The same principle applies if the terms of the sum are letters. If we have
\[ a_1 + a_2 + a_3 + a_4 + a_5, \] then we can define a sum where the index \(i\) iterates through the elements in the set \(\{1, 2, 3, 4, 5\}\). The letter \(a\) remains constant.
\[ \sum_{i=1}^5 a_i \] Alternatively, to make it even more explicit, we could write
\[ \sum_{i\in \{1, 2, 3, 4, 5\}} a_i. \]
The index can be denoted by any letter (\(j\), \(k\) etc.) but not \(n\), which is reserved for the upper limit:
\[ \sum_{i=1}^n a_i = a_1 + a_2 + a_3 + \dots + a_n. \]
We can apply the same reasoning to other operations such as products. The only difference is that we’d have to use \(\Pi\) (‘pi’) instead of \(\Sigma\). If we are taking the product of all natural numbers from 5 to 10, we’d write
\[ \prod_{i=5}^{10} i = 5 \cdot 6 \cdot 7 \cdot 8 \cdot 9 \cdot 10. \]
The set of all values that the index below the operator can take on is known as the index set. It can be defined as one sees fit. Say, we need the product of all numbers in \(K = \{1, 3, 5, 7\}\). Then the corresponding notation would be
\[ \prod_{i\in K} i = 1 \cdot 3 \cdot 5 \cdot 7. \]
So far, we’ve seen how the large-operator symbols \(\Sigma\) and \(\Pi\) can express sums and products over index ranges or sets. The same notation style can also be used for set operations, such as unions and intersections across a large number of sets.
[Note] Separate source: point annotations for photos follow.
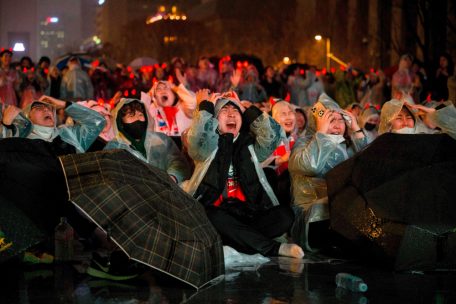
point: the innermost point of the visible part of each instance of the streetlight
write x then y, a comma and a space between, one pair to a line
328, 51
329, 55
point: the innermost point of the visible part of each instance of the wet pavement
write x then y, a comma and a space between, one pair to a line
281, 280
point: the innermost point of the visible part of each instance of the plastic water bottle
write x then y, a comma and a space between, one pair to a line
350, 282
63, 241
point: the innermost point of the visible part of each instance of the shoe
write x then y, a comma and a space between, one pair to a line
116, 269
37, 258
4, 245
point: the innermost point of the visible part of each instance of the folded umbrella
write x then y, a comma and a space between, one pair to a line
147, 215
396, 200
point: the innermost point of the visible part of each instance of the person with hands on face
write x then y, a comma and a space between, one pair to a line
66, 139
13, 123
332, 136
398, 116
227, 144
134, 131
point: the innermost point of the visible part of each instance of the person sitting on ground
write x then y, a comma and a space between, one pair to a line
283, 112
107, 134
171, 107
398, 116
13, 123
369, 121
332, 136
227, 145
38, 179
133, 130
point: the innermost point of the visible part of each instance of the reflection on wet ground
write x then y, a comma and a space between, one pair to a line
281, 280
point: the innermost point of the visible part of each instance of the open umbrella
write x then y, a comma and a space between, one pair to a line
142, 61
147, 215
396, 200
62, 61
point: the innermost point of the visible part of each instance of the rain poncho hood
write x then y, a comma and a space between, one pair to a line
390, 110
444, 118
323, 103
226, 98
160, 150
203, 141
87, 127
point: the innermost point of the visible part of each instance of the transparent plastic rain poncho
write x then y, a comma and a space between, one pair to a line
87, 126
313, 155
203, 145
20, 126
444, 118
161, 151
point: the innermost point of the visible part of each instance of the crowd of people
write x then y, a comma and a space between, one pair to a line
252, 147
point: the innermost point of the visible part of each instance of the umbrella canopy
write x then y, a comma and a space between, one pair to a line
142, 61
62, 61
398, 190
149, 217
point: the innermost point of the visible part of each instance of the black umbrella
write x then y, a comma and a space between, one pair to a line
396, 200
149, 217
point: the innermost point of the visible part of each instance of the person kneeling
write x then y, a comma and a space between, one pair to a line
228, 179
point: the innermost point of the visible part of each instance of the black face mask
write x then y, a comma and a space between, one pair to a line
135, 129
369, 126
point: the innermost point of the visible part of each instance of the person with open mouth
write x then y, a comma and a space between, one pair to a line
228, 144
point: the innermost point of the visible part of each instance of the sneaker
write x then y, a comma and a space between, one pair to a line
4, 245
38, 258
117, 268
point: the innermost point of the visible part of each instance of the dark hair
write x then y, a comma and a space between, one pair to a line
44, 59
132, 107
299, 110
26, 58
6, 51
450, 67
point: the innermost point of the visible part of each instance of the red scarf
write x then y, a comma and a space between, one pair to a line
170, 113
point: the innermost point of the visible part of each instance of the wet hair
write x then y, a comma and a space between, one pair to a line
44, 59
132, 107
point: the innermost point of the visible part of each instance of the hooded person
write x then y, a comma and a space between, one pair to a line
369, 121
13, 122
107, 134
134, 131
251, 89
37, 179
171, 107
284, 113
398, 116
65, 139
332, 136
227, 145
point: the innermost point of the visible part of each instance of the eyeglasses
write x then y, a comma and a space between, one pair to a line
42, 107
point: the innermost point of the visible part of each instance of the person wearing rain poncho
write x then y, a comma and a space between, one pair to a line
227, 145
107, 133
36, 183
64, 139
332, 136
369, 121
171, 108
13, 122
398, 116
133, 131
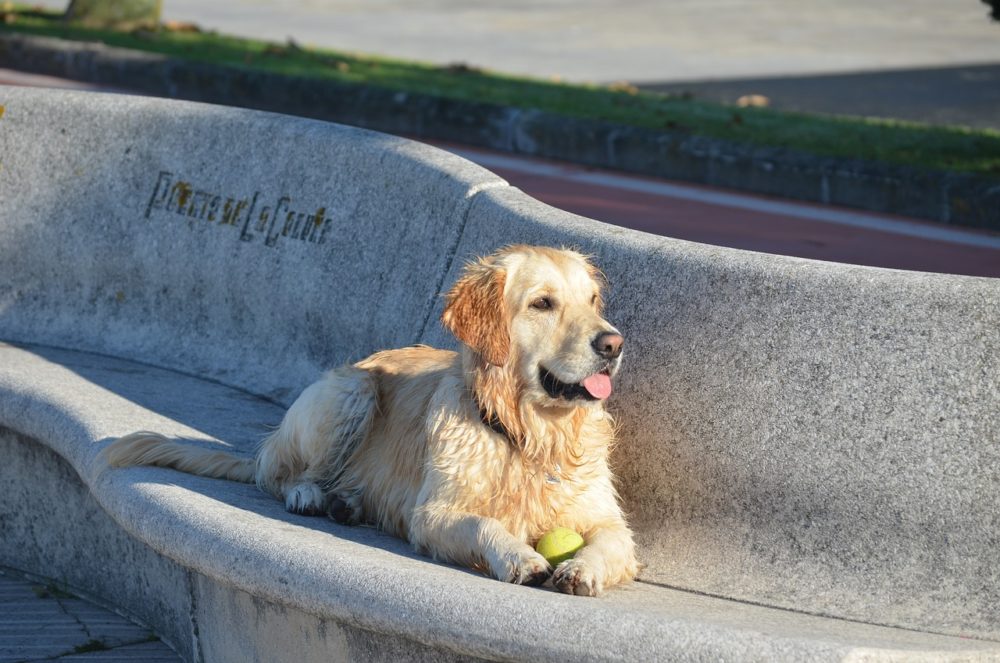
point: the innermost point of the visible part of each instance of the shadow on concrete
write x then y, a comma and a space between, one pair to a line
967, 95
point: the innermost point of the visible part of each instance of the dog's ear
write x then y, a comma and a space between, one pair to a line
476, 314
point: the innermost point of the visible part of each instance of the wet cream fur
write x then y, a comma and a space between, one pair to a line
398, 440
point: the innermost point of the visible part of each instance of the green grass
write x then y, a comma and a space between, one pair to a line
942, 148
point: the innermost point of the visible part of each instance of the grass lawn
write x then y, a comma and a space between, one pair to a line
942, 148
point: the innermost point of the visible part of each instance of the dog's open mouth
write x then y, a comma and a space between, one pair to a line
595, 387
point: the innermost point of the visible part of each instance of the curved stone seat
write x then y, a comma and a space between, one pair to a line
808, 451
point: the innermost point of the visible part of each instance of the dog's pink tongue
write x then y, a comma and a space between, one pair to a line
598, 385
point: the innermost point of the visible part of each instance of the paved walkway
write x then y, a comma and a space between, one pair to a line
39, 622
926, 60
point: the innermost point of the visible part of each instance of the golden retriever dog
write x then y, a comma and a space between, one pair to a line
469, 456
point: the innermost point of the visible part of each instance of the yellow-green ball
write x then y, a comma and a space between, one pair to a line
558, 545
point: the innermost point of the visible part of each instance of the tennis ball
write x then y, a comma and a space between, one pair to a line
558, 545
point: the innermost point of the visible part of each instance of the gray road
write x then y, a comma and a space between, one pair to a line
641, 41
926, 60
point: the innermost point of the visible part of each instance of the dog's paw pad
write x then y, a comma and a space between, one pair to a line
523, 569
305, 499
344, 510
575, 577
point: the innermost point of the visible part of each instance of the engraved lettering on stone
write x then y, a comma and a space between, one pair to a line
256, 221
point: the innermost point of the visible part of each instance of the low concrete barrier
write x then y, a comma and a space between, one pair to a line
808, 451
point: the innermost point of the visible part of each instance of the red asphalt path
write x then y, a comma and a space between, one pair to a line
720, 217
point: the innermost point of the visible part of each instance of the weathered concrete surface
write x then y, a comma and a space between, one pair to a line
228, 218
40, 620
959, 199
244, 575
812, 435
798, 438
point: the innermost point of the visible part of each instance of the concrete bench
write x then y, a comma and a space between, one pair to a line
809, 452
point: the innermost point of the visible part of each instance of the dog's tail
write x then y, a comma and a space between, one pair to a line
145, 448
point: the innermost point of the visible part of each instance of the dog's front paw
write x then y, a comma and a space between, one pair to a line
522, 568
306, 499
574, 576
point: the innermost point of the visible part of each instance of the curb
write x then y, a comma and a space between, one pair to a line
945, 197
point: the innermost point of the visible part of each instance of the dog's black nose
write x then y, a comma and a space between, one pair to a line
608, 344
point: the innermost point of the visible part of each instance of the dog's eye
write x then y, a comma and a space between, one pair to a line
542, 304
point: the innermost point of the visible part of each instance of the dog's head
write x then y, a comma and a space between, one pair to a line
535, 313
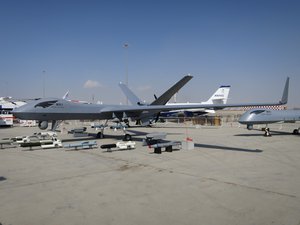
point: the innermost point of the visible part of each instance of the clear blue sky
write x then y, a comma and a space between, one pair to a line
251, 45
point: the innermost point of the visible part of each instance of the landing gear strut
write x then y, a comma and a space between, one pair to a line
267, 132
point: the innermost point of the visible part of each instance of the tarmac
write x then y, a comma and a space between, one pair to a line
232, 176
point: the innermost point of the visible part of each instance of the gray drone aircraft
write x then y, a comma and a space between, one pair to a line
55, 109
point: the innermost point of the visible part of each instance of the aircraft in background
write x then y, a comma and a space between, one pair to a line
54, 109
219, 97
267, 116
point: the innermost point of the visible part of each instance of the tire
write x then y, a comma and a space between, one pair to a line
127, 137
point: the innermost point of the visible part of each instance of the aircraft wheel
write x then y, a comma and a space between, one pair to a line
100, 135
127, 137
267, 132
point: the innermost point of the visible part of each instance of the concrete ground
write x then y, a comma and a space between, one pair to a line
233, 176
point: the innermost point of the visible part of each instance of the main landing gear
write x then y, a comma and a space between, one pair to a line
100, 135
296, 131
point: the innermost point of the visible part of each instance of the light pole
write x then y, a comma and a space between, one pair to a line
126, 45
44, 77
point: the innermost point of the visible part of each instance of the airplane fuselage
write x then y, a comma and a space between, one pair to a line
265, 116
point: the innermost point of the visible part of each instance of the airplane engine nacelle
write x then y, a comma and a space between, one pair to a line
249, 126
43, 125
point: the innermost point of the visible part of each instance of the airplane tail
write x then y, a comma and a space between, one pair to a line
133, 99
165, 97
220, 96
285, 94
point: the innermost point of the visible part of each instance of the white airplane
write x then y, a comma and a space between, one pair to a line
219, 97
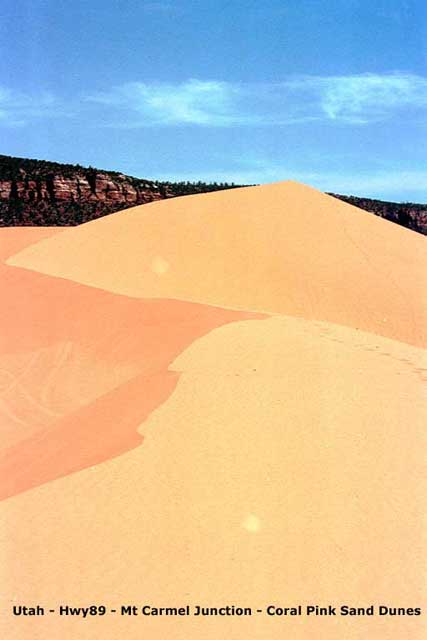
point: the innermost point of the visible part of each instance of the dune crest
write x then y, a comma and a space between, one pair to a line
281, 248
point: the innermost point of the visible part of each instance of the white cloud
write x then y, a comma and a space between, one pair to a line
362, 99
351, 99
18, 109
200, 102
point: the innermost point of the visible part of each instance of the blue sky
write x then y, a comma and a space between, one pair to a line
329, 92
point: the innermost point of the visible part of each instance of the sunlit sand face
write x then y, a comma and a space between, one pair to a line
284, 464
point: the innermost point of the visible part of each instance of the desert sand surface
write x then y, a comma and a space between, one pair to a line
80, 368
226, 433
281, 248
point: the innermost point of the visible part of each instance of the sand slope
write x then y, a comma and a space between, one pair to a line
170, 446
288, 466
81, 368
283, 248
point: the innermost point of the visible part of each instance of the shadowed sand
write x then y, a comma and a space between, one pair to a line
284, 248
80, 369
287, 467
283, 459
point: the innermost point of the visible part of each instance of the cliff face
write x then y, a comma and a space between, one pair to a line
41, 193
407, 214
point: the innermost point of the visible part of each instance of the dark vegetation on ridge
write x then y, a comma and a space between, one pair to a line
42, 193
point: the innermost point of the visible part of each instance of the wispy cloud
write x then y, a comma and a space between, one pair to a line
361, 99
199, 102
18, 109
345, 100
352, 99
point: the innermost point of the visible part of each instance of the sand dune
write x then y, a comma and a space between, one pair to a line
215, 400
288, 466
282, 248
81, 368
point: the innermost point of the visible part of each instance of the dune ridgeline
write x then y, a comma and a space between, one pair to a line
215, 400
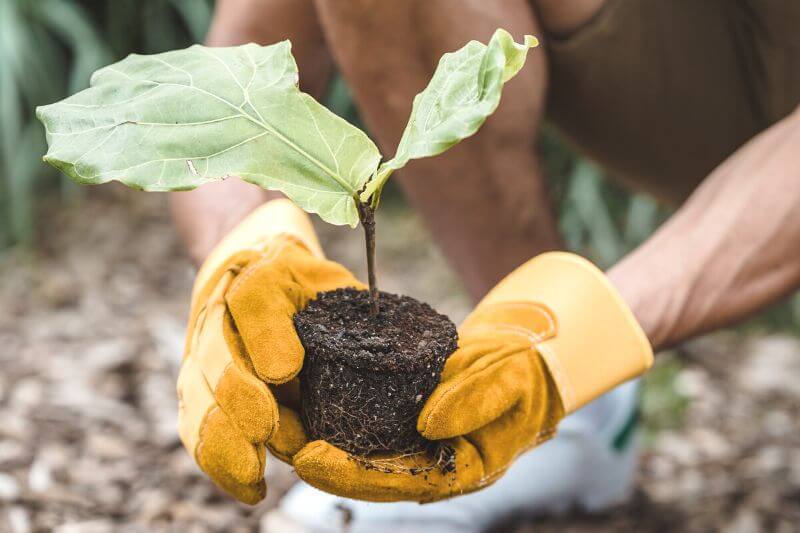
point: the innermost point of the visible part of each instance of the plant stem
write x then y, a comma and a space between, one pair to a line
367, 216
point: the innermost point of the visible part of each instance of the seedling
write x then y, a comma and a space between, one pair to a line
176, 120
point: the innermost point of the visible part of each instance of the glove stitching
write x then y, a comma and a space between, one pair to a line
540, 437
554, 364
274, 415
267, 257
450, 389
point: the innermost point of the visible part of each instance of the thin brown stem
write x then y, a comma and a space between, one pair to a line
367, 216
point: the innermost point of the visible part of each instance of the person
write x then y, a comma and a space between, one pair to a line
692, 102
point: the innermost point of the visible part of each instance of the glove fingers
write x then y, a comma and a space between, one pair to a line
415, 478
476, 396
262, 301
229, 459
319, 275
245, 399
220, 450
290, 437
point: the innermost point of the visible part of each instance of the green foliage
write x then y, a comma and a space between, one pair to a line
597, 217
49, 48
176, 120
464, 90
179, 119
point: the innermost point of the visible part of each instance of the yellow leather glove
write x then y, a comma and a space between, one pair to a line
552, 336
236, 386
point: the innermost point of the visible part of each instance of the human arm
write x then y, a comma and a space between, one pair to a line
730, 250
205, 215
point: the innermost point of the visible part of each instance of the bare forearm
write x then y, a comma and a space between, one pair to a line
206, 214
484, 201
732, 249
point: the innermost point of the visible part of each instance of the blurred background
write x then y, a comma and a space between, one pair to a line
94, 291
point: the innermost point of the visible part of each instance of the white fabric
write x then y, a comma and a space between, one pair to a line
577, 467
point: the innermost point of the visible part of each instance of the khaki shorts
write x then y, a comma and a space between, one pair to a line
661, 91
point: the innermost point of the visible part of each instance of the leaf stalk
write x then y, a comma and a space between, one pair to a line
367, 216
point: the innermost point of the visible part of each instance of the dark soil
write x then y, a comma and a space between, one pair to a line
364, 378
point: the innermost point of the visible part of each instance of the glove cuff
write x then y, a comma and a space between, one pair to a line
597, 343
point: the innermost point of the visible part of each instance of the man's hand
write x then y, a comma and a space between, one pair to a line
549, 338
242, 350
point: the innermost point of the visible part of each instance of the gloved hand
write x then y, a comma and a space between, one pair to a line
549, 338
237, 386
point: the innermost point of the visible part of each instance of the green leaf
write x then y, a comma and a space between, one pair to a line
464, 91
176, 120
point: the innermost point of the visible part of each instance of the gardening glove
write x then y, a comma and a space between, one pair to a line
242, 346
549, 338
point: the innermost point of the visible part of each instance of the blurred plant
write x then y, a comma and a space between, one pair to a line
49, 48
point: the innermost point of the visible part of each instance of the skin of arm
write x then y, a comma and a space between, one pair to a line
730, 250
205, 215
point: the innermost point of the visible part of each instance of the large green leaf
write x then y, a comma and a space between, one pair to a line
464, 91
176, 120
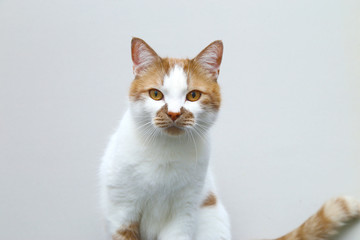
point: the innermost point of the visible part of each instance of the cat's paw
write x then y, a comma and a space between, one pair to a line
129, 233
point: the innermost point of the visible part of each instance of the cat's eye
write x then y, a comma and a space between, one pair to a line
193, 96
156, 94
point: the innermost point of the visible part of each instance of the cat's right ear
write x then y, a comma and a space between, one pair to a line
142, 55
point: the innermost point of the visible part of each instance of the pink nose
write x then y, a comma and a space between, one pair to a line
174, 116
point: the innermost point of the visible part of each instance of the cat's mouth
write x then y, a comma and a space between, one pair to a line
174, 130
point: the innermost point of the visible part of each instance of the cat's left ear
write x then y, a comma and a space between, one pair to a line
143, 55
210, 58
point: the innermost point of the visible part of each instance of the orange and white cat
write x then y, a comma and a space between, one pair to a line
155, 180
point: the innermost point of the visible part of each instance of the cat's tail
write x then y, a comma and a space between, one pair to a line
327, 221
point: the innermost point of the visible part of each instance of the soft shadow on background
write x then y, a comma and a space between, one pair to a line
288, 134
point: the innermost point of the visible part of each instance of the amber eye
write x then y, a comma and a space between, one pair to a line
193, 96
156, 94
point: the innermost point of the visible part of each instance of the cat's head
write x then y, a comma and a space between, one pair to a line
175, 96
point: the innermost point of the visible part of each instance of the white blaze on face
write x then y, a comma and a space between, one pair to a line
175, 88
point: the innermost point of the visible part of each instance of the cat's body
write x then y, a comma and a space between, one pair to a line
162, 187
155, 177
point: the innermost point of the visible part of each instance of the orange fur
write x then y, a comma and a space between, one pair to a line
210, 200
325, 223
130, 233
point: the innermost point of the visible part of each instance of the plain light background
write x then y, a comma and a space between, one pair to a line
288, 134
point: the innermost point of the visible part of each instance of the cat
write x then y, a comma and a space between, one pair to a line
154, 176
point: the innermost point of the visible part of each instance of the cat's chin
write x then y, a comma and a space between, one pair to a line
174, 131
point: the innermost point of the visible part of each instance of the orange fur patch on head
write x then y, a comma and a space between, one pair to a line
129, 233
210, 200
152, 78
198, 78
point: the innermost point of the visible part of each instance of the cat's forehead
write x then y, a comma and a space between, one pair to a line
176, 80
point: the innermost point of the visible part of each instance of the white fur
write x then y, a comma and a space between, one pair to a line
160, 180
175, 88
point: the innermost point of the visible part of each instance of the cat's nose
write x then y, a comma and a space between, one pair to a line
173, 115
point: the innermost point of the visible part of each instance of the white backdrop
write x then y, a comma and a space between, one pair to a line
287, 138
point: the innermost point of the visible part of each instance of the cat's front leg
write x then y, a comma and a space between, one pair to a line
123, 219
182, 225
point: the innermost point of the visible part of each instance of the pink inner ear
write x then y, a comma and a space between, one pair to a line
210, 58
142, 55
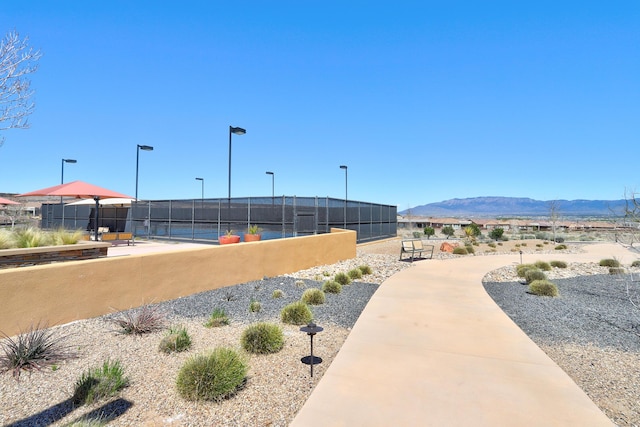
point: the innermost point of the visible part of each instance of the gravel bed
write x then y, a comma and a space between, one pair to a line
592, 331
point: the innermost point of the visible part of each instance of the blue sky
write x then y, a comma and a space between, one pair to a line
423, 101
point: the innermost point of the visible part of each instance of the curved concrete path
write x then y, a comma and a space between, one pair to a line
432, 349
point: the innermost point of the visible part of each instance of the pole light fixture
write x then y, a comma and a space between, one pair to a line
237, 131
346, 188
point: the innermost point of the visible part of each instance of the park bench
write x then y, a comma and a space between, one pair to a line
415, 248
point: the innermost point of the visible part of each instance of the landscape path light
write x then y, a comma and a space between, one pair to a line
311, 329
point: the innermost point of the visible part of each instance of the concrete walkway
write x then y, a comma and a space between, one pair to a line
432, 349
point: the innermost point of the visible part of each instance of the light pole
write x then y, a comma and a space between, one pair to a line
237, 131
273, 179
345, 194
62, 182
138, 148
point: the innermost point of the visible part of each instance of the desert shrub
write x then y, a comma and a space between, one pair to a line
534, 274
177, 339
255, 306
331, 287
213, 376
262, 338
365, 269
543, 288
296, 313
342, 278
354, 274
217, 318
34, 349
558, 264
543, 265
609, 262
313, 296
100, 383
141, 321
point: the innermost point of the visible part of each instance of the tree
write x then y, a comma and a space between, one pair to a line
496, 233
429, 231
448, 231
17, 62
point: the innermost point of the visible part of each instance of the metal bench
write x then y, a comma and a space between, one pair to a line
416, 248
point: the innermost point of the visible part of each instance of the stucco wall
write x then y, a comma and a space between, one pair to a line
61, 293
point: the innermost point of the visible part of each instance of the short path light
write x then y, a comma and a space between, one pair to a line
311, 329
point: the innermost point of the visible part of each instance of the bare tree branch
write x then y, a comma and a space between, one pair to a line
17, 62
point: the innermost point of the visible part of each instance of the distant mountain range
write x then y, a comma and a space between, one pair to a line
492, 207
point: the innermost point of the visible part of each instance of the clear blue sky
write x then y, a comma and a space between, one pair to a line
424, 101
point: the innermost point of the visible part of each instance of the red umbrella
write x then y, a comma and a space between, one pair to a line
4, 201
80, 190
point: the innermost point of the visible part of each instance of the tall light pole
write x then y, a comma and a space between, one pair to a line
62, 182
138, 148
237, 131
345, 194
273, 179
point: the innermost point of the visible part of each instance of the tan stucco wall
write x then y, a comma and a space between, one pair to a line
61, 293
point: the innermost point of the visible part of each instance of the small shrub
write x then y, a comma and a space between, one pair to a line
262, 338
36, 348
313, 296
217, 318
543, 265
296, 313
100, 383
534, 274
255, 306
145, 320
331, 287
354, 274
213, 376
543, 288
342, 278
460, 251
177, 339
558, 264
609, 262
365, 269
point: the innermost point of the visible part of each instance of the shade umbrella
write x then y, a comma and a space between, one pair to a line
80, 190
4, 201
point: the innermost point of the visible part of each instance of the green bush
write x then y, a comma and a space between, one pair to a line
140, 321
177, 339
354, 274
460, 251
543, 288
558, 264
35, 349
214, 376
365, 269
296, 313
609, 262
543, 265
100, 383
342, 278
217, 318
331, 287
313, 296
262, 338
534, 274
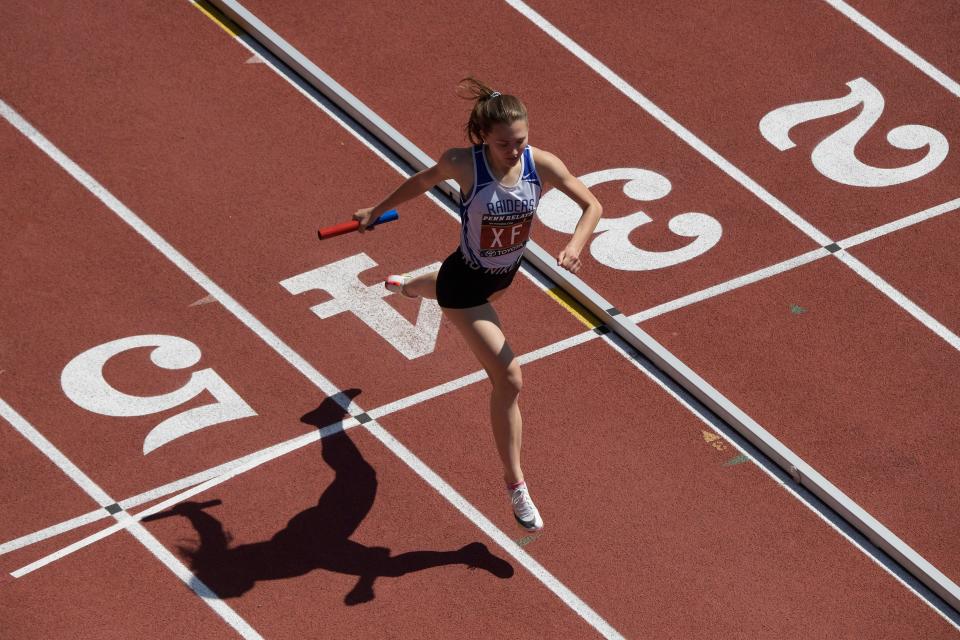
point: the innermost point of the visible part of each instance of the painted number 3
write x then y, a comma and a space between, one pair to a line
613, 247
83, 382
834, 157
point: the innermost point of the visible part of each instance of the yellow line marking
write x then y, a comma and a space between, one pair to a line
223, 21
578, 310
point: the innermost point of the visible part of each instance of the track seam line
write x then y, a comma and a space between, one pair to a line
709, 153
92, 489
896, 46
300, 364
829, 493
457, 383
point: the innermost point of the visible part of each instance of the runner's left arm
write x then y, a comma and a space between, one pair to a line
555, 174
413, 186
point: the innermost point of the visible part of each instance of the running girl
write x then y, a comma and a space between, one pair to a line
501, 178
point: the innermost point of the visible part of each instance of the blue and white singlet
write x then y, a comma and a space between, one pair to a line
497, 218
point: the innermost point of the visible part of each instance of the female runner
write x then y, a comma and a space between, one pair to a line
501, 178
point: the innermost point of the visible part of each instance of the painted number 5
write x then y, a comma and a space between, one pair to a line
83, 382
613, 247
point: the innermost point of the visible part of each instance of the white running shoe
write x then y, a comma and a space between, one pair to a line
524, 510
397, 283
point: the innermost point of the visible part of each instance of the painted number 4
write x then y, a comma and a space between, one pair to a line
835, 156
83, 382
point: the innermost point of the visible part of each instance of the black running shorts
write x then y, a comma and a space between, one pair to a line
460, 286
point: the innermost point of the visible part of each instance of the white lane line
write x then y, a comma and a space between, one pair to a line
272, 340
903, 301
902, 223
253, 462
730, 285
623, 349
687, 136
53, 531
100, 496
475, 516
896, 46
670, 123
448, 387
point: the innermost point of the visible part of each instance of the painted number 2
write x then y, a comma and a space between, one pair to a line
83, 382
835, 156
613, 247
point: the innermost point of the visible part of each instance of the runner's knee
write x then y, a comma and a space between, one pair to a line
508, 379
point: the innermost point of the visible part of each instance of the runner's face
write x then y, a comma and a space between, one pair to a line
506, 142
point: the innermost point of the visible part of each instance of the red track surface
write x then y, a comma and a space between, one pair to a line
660, 532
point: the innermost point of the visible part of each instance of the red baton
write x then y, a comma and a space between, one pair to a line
354, 225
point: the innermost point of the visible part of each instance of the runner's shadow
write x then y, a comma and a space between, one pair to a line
317, 537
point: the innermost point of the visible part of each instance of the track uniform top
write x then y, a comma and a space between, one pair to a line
496, 217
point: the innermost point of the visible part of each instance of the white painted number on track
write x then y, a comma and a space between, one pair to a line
342, 281
613, 247
83, 382
835, 156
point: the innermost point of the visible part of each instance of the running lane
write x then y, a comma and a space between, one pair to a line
236, 170
79, 278
843, 377
929, 29
650, 254
89, 302
340, 540
827, 389
685, 62
659, 522
719, 73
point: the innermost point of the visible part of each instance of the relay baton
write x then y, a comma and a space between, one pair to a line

Assume we have indexed sets \(A_1, A_2, \dots, A_n\). Instead of writing out the full union
\[ A_1 \cup A_2 \cup A_3 \cup \dots \cup A_n, \] we can use a large union symbol to express this more compactly:
\[ \bigcup_{i=1}^n A_i. \]
Similarly, if we’re interested in the elements common to all sets in the sequence—their intersection—we write:
\[ \bigcap_{i=1}^n A_i = A_1 \cap A_2 \cap A_3 \cap \dots \cap A_n. \]
Exercise 1 Define a set that lists the frequencies of words in a corpus.
Exercise 2 How could you then express the size of the corpus using \(\Sigma\)-notation?
Exercise 3 Given two corpora \(C_1\) and \(C_2\) with vocabulary sets \(V_1\) and \(V_2\), define
Exercise 4 Using set notation, express how to calculate the Type-Token Ratio (TTR) of a corpus.
Exercise 5 Consider a corpus divided into \(n\) different text genres (e.g., news, fiction, academic writing). Each genre \(i\) has its own vocabulary set \(V_i\). Express mathematically
the complete vocabulary of the entire corpus using the large union operator \(\bigcup\).
the core vocabulary (words that appear in all genres) using the large intersection operator \(\bigcap\).